Ecco, questi sono i classici errori che potrebbero infrangere quel patto con il lettore e la sospensione di incredulità su cui si basa la narrativa di finzione, in particolare quella fantastica. Però questi “errori” sono considerati veniali da King:
«Perché in me c’è abbastanza bambino da farmi reagire allegramente invece che dubbiosamente, ma anche perché capisco che la magia è una cosa a sé, e che forse non ha limiti».
Cosa ne penso, in conclusione
Quella di Harry Potter è stata una delle storie più presenti nella mia giovinezza. Ammetto, però, di non essere mai stato un fan sfegatato. Come la maggior parte delle persone, sono stato catturato prima di tutto dalla versione cinematografica, ma ho letto anche alcuni volumi della serie. In particolare, ho ingenuamente letto solo il primo e gli ultimi due: all’epoca pensavo che aver visto il film potesse sostituire la lettura del libro; avendo visto l’Ordine della fenice, decisi di passare a leggere direttamente Il principe mezzosangue.

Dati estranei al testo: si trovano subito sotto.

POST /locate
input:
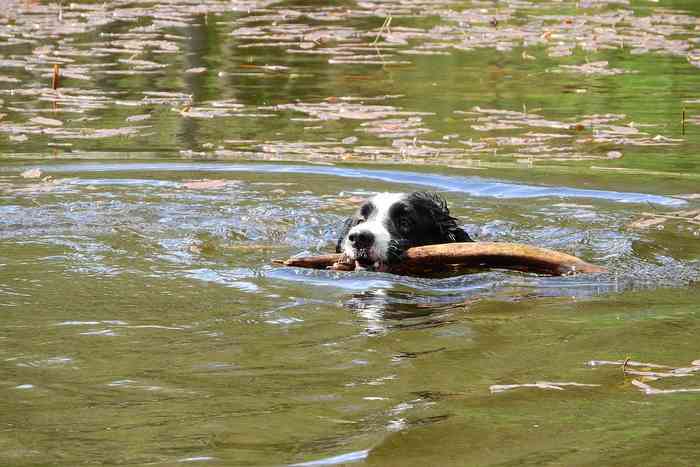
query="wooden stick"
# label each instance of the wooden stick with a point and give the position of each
(56, 82)
(477, 255)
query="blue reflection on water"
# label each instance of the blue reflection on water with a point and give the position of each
(474, 186)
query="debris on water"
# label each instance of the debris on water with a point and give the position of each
(138, 118)
(208, 184)
(650, 391)
(496, 388)
(651, 219)
(647, 374)
(32, 173)
(46, 121)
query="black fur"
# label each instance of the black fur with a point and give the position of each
(420, 218)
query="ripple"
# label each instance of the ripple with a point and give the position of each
(473, 186)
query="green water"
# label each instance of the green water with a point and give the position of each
(141, 320)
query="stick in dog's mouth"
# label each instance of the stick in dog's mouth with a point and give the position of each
(365, 262)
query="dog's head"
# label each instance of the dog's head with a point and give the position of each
(386, 225)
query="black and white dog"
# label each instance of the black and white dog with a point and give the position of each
(386, 225)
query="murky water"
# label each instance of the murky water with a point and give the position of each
(190, 143)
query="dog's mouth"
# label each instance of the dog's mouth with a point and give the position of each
(364, 261)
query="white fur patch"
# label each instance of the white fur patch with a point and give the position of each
(376, 224)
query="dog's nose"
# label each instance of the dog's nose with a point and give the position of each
(362, 239)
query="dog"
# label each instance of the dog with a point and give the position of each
(386, 225)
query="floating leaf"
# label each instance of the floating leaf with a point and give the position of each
(32, 173)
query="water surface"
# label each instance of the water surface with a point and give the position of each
(190, 143)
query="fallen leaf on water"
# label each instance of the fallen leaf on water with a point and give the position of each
(46, 121)
(138, 118)
(648, 390)
(32, 173)
(646, 223)
(496, 388)
(207, 184)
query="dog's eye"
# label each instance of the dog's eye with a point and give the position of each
(366, 210)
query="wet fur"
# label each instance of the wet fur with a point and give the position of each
(398, 222)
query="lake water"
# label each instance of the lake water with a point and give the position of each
(188, 144)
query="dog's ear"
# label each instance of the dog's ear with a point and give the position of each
(457, 234)
(350, 222)
(450, 231)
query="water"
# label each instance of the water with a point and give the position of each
(142, 320)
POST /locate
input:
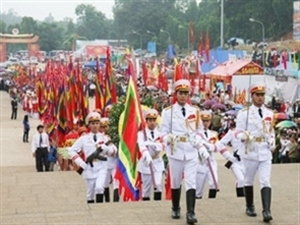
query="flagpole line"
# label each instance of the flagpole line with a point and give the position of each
(247, 118)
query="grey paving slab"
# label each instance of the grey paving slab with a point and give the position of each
(30, 198)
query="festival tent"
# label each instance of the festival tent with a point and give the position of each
(93, 64)
(219, 56)
(235, 76)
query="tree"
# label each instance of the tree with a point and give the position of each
(28, 25)
(2, 26)
(51, 36)
(70, 41)
(91, 23)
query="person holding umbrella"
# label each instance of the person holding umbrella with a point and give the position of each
(255, 129)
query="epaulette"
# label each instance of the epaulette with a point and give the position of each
(195, 107)
(167, 108)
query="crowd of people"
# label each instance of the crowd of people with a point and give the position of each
(190, 133)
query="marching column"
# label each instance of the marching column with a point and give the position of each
(255, 129)
(179, 125)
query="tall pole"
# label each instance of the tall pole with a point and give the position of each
(141, 38)
(222, 25)
(188, 41)
(263, 40)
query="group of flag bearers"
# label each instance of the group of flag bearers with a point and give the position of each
(184, 136)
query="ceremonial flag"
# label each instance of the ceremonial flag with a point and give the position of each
(127, 173)
(191, 32)
(207, 46)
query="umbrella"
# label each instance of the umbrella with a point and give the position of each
(237, 107)
(281, 116)
(218, 106)
(286, 124)
(210, 102)
(232, 112)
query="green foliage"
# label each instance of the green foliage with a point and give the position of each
(154, 15)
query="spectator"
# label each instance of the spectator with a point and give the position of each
(14, 108)
(293, 150)
(26, 128)
(40, 146)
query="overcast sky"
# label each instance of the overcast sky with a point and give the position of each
(40, 9)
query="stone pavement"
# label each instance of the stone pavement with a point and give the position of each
(29, 198)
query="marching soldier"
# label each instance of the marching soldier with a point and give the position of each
(111, 165)
(203, 171)
(236, 166)
(95, 148)
(149, 140)
(255, 128)
(179, 126)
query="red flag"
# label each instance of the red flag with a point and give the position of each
(191, 32)
(207, 46)
(200, 45)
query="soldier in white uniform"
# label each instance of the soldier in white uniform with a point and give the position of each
(237, 167)
(111, 165)
(203, 172)
(255, 128)
(94, 172)
(179, 126)
(149, 140)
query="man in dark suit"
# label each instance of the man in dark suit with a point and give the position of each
(14, 108)
(296, 109)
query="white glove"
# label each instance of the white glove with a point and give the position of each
(242, 136)
(82, 164)
(196, 141)
(108, 150)
(203, 153)
(232, 159)
(150, 144)
(210, 147)
(169, 138)
(272, 144)
(146, 158)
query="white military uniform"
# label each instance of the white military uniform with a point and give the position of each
(183, 157)
(203, 172)
(237, 167)
(257, 154)
(157, 161)
(94, 176)
(112, 160)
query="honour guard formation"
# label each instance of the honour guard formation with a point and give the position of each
(134, 140)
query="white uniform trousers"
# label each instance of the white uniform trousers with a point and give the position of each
(95, 185)
(203, 175)
(147, 183)
(188, 168)
(238, 171)
(110, 177)
(264, 172)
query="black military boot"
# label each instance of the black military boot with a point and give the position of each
(212, 193)
(157, 196)
(190, 206)
(266, 203)
(116, 195)
(90, 201)
(240, 192)
(99, 198)
(250, 210)
(106, 195)
(175, 203)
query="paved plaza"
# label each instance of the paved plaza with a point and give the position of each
(29, 198)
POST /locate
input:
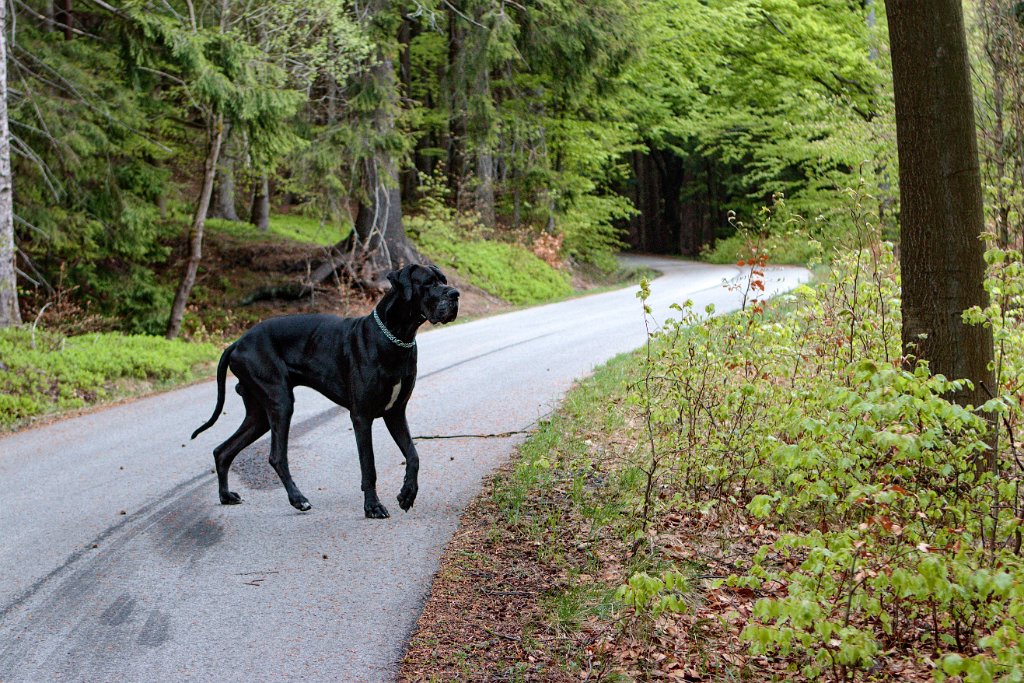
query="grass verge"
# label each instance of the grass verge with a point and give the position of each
(43, 373)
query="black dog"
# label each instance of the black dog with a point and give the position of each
(367, 365)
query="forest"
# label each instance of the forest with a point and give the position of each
(583, 127)
(825, 485)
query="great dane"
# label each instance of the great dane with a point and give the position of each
(367, 365)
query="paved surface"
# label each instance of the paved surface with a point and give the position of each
(117, 562)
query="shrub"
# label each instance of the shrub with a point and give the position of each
(892, 540)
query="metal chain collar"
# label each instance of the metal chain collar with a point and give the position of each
(387, 333)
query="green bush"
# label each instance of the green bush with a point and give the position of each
(44, 372)
(892, 541)
(507, 270)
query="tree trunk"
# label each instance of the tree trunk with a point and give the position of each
(941, 214)
(483, 195)
(64, 18)
(9, 313)
(223, 204)
(378, 243)
(196, 237)
(456, 82)
(260, 214)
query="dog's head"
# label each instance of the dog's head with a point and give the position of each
(425, 288)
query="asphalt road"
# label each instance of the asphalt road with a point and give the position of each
(117, 562)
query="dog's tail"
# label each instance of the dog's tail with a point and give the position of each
(221, 376)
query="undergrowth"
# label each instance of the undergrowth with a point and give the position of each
(854, 536)
(507, 269)
(44, 372)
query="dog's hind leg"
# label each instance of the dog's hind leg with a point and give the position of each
(365, 442)
(253, 426)
(281, 421)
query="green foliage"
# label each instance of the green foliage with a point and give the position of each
(892, 538)
(292, 226)
(764, 95)
(653, 595)
(507, 270)
(46, 372)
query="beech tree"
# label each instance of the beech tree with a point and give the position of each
(941, 212)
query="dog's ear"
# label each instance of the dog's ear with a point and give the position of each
(440, 275)
(401, 283)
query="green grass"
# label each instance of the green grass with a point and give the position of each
(66, 373)
(290, 226)
(510, 271)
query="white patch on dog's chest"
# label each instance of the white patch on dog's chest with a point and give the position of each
(394, 396)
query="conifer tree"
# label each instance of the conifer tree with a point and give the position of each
(9, 313)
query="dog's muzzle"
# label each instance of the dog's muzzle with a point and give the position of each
(446, 308)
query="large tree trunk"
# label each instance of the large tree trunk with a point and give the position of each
(378, 243)
(378, 222)
(9, 313)
(223, 204)
(196, 236)
(65, 18)
(941, 215)
(483, 193)
(456, 84)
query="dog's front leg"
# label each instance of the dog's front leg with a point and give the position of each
(398, 426)
(365, 442)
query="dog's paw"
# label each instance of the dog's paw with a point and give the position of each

Potete quindi capire che non ero certo un lettore consapevole quando lessi questi romanzi, ma devo certo ammettere che la voglia di sapere come sarebbe andata a finire era un fortissimo stimolo alla lettura. Da questo punto di vista, infatti, sono assolutamente d’accordo con Stephen King, soprattutto quando se la prende con gli studiosi seriosi:
«Gli accademici presuntuosi sembrano essere convinti che la magia di Harry non sarà abbastanza potente da trasformare una generazione di non lettori (soprattutto la metà maschile) in topi da biblioteca… Ma non sarebbero i primi a sottovalutare la magia di Harry; basta guardare cosa è successo a Lord Voldemort».
Bisogna ammettere, in effetti, che non sono stati proprio dei grandi profeti, questi «accademici presuntuosi».